Волох встревожился, увидев Илие. Понял, что тот явился не просто по дружбе. Тем более что как раз накануне пришлось перенести некоторые встречи. Значит, произошло что-то серьезное. Ведь отлично знает, что ему запрещено переступать порог этого дома! Предупреждение было самым категоричным: Илие — один из немногих, знавших адрес ответственного… Совсем не потому, что Волох не доверял пекарю — это значило бы не доверять самому себе. Того требовали обстоятельства. Располагать надежно засекреченным жильем было величайшей удачей.
Ему и так уж здорово повезло с сестрой Параскивой, хозяйкой флигелька во дворе, где он снимал комнату. Все получилось самым неожиданным образом: исколесив из конца в конец город в поисках квартиры, он очутился в этом дворе. На калитке не было запора, не видно было его и на двери дома.
Постучал раз, затем другой. Никакого ответа. Пришлось самому открыть дверь и войти. Вскоре показалась хозяйка: похоже, появление чужого человека нисколько не встревожило ее. Заметив удивление гостя, она пригласила его садиться, объяснив, что двери ее дома всегда открыты для людей. Никаких замков хозяйка не признает — если кто-то придет со злым умыслом, значит, послала рука всевышнего. Разве его самого также не направил к ней господь? А если так, то она рада благодати, ниспосланной всевышним.
Все это больше походило на… сказку, но прошло не так уж много времени, и он разобрался в обстановке. Хозяйка принадлежала к секте баптистов, тех самых, что клятвенно отказываются брать в руки оружие, даже под страхом самого сурового наказания… Кроме того, в подвале дома, достаточно вместительном, "братии" организовали не то мастерскую, не то крохотную фабрику, оснащенную кое-какими станками и инструментом, где человек двадцать сектантов ремонтировали всякую жестяную утварь. Работа выполнялась в строгом соответствии с пожеланиями заказчиков… Однако рядом, в более темном и укромном помещении, изготовлялись свечи и прочие предметы церковного обихода.
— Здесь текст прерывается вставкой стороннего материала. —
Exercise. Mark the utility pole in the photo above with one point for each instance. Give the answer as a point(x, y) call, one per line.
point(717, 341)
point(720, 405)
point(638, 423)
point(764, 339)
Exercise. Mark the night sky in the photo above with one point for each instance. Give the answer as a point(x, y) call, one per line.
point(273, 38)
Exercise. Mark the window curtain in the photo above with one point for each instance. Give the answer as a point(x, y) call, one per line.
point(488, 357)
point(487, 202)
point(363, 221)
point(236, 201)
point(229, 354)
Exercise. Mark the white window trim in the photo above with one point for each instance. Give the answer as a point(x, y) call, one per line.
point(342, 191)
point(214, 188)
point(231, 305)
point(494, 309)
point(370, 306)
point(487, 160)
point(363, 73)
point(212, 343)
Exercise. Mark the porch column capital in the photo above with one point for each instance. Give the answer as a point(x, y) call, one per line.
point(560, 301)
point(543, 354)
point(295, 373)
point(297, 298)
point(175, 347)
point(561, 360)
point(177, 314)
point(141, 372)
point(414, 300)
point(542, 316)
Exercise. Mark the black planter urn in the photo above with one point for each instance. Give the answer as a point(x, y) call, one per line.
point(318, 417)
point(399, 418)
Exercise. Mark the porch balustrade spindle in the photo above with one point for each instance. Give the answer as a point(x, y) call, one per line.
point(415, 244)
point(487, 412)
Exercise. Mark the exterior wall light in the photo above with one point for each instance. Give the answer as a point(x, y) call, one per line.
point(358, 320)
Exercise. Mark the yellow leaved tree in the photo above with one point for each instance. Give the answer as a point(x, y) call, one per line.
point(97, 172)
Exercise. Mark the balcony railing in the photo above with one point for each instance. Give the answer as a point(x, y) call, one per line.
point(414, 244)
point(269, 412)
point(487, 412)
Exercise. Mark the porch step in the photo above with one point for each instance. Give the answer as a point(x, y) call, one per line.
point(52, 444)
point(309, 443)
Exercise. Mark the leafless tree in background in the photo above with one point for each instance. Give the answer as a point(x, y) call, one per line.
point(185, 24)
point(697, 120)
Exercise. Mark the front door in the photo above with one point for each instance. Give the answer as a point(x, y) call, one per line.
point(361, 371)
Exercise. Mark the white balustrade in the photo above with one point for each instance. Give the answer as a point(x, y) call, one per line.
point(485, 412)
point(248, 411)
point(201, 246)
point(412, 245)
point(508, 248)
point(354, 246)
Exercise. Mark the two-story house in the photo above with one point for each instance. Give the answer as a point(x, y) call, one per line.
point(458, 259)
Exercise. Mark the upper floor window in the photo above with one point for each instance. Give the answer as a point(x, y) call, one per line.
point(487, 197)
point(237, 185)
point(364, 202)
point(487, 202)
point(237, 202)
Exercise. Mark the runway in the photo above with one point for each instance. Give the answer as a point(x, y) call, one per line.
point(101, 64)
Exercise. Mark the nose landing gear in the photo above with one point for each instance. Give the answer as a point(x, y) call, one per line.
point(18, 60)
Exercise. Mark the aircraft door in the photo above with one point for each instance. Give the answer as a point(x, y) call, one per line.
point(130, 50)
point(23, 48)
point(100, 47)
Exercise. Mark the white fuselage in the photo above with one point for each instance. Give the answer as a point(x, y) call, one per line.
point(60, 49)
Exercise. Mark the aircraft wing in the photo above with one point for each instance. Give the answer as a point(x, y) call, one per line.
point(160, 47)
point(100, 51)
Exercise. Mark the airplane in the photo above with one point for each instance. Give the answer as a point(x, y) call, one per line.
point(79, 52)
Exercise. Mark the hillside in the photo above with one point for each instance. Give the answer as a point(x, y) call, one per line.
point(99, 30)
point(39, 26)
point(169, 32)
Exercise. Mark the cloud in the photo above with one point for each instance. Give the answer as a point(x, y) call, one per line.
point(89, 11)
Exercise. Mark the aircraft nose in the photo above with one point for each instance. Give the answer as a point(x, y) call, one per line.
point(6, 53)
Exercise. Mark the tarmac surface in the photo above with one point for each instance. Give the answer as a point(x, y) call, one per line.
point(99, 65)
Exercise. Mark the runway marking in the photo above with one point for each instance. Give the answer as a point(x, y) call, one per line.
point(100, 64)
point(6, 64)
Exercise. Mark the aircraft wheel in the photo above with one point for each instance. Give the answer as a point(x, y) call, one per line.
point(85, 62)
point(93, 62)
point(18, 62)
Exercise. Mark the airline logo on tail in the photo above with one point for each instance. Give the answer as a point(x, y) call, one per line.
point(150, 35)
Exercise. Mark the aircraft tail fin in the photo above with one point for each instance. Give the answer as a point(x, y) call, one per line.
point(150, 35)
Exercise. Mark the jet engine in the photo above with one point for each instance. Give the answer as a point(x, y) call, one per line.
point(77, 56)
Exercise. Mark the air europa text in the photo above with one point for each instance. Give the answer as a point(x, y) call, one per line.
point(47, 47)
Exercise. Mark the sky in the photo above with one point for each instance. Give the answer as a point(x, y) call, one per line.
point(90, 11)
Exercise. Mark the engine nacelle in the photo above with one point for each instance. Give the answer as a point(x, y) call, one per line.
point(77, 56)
Многие из мастеров не упускали случая сработать что-либо на сторону, сбывая вещи на рынке. Одним словом, артель была не очень похожа на ту, за какую себя выдавала, дозволенная властями и в то же время подпольная, о чем, разумеется, прекрасно знала полиция, получавшая заранее установленную мзду — и за "случайные" приработки сектантов, и за деятельность самой секты, в общем-то словно бы и запрещенной. Таким образом, если немного присмотреться, то становилось ясным: в это коммерческое заведение, сплошь заваленное старой жестяной рухлядью, не зайдет без дела ни один человек, если же такое и случится, то неусыпная сестра Параскива тут же заметит посетителя и незамедлительно
Более счастливого места трудно было даже представить. В особенности если учесть полулегальное существование секты, работу фабрики, четко разделенной на два филиала. Тут клепались жестяные банки — и готовились на продажу свечи, устраивались запрещенные законом молитвенные собрания. И все это — без каких-либо запоров на дверях, без счетоводов и несгораемых касс. Для того чтоб вести дело, достаточно было одной сестры Параскивы.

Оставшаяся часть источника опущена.